TortsProf Blog

Editor: Christopher J. Robinette
Southwestern Law School

Tuesday, August 31, 2021

Korean Media Law Amendment

In South Korea, the ruling Democratic Party is on the verge of passing a Media Law Amendment that authorizes punitive damages against the media of up to five times compensatory damages.  The standard for punitive damages would be intent or gross negligence.  The law is presented as a way to curtail "fake news," and the government defends the law on the basis that US law is even harsher regarding punitive damages toward the media.  
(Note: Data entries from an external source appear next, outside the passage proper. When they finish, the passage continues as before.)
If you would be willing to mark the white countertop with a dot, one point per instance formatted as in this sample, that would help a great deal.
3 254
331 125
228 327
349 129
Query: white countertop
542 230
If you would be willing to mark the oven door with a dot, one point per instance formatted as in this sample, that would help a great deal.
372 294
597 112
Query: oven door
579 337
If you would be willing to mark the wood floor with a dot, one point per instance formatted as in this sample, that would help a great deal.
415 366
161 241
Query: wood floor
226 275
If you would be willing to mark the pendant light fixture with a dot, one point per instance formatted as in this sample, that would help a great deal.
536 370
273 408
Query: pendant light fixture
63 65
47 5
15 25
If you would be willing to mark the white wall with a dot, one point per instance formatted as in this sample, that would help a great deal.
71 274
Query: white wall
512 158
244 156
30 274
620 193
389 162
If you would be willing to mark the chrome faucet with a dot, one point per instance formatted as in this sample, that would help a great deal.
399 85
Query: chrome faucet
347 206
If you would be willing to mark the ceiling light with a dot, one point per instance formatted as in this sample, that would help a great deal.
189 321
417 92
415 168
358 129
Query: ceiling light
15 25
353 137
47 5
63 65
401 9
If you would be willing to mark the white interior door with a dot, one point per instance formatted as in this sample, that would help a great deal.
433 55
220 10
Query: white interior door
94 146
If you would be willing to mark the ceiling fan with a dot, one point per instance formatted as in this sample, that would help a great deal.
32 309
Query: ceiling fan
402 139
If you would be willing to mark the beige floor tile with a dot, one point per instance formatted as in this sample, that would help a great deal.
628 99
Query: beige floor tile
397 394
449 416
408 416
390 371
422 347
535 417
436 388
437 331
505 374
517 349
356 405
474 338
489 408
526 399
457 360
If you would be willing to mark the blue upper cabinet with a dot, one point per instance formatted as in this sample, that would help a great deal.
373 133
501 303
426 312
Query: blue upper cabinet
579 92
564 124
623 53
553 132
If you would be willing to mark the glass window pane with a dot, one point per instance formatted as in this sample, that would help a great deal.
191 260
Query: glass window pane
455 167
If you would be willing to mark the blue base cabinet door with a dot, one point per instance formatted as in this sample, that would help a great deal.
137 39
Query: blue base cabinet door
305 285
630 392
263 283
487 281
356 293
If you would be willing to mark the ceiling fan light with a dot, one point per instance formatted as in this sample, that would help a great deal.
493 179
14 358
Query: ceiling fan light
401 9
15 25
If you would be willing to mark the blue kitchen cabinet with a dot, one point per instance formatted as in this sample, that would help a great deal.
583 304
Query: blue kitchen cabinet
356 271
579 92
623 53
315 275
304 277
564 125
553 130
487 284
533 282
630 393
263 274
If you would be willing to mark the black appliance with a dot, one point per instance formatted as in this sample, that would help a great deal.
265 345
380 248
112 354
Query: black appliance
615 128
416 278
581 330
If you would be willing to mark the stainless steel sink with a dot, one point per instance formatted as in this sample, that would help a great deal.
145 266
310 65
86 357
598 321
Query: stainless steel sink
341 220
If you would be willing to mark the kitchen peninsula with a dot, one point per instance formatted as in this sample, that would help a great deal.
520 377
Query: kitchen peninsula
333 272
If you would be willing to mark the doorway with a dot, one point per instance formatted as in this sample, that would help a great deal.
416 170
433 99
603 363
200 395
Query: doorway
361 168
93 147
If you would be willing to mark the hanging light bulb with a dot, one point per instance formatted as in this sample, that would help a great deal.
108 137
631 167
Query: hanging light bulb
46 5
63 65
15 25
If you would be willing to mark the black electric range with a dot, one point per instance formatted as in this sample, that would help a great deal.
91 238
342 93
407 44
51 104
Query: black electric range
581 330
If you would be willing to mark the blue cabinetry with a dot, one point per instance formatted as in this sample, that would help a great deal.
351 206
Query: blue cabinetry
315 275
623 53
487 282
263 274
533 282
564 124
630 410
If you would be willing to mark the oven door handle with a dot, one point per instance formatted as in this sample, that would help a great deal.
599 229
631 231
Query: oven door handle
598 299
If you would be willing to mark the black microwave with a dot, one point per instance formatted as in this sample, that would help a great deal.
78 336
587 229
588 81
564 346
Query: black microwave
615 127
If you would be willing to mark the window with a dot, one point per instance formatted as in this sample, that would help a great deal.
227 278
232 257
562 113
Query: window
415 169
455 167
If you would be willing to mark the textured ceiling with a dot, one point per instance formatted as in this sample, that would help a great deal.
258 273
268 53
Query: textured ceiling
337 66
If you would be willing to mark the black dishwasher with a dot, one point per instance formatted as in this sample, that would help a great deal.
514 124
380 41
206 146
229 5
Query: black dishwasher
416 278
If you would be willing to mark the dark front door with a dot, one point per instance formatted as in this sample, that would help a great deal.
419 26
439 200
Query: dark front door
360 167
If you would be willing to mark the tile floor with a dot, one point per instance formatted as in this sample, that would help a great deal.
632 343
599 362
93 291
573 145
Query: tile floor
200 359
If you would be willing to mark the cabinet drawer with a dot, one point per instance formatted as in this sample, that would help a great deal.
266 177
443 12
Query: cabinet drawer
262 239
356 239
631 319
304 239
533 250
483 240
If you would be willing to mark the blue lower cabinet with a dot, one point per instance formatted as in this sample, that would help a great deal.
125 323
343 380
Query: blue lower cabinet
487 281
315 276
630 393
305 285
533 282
I don't know what the government has in mind, but, regardless, US law does not support the Media Law Amendment.  The USSC has interpreted the Due Process Clause of the US Constitution as establishing a flexible cap on punitive damages in the form of a single-digit multiplier of compensatory damages (no more than nine times).  Sitting as a common law court in a maritime case, however, the Court referred to a 1:1 ratio as a "fair upper limit."  Moreover, the Due Process limit is said to protect all types of defendants from a system of punitive damages that is widespread in the US.  As I understand Korean law, punitive damages are not generally available; they must be authorized by particular statutes.  Thus far, only a handful of specific statutory allowances of punitive damages have been enacted.  So, in this case, the authorization of punitive damages would be targeting the media specifically.  Additionally, I understand that Korean punitive damages have traditionally been set at a 3:1, not a 5:1, ratio.    

The bigger problem with arguing that US law is harsher against media defendants than the proposed Korean law is that it doesn't take the free-speech protections of the US Constitution into account, particularly the standard needed to prove liability for damages in defamation cases.  The Korean Media Law Amendment would allow punitive damages based on a standard as low as gross negligence.  Very few US jurisdictions allow punitive damages in any kind of case based on gross negligence; the vast majority require a higher standard.  Under US law, for certain types of plaintiffs in a defamation case, gross negligence would not be sufficient to recover even compensatory damages.  Interestingly, in a recent statement, Democratic Party leader Song Young-gil cited Gertz v. Welch as support for the Media Law Amendment, stating the US imposes "tremendously heavy punitive damages."  On remand, the plaintiff in Gertz was awarded $100,000 in compensatory damages and $300,000 in punitive damages.  Gertz, however, is widely understood as requiring "actual malice"--knowledge of falsity or reckless disregard for the truth--prior to receiving punitive damages, at least from a media defendant on matters of public concern.  The $300,000 award was made after the plaintiff proved the "actual malice" standard.  Gross negligence would not have been sufficient.  

Whatever the merits of the Media Law Amendment, and I'm dubious about them, US law does not support its passage.

Kyung-Won Lee of the Seoul Broadcasting System has the story (in Korean). 

Update:  Consideration of the bill has been postponed for a month for further discussion.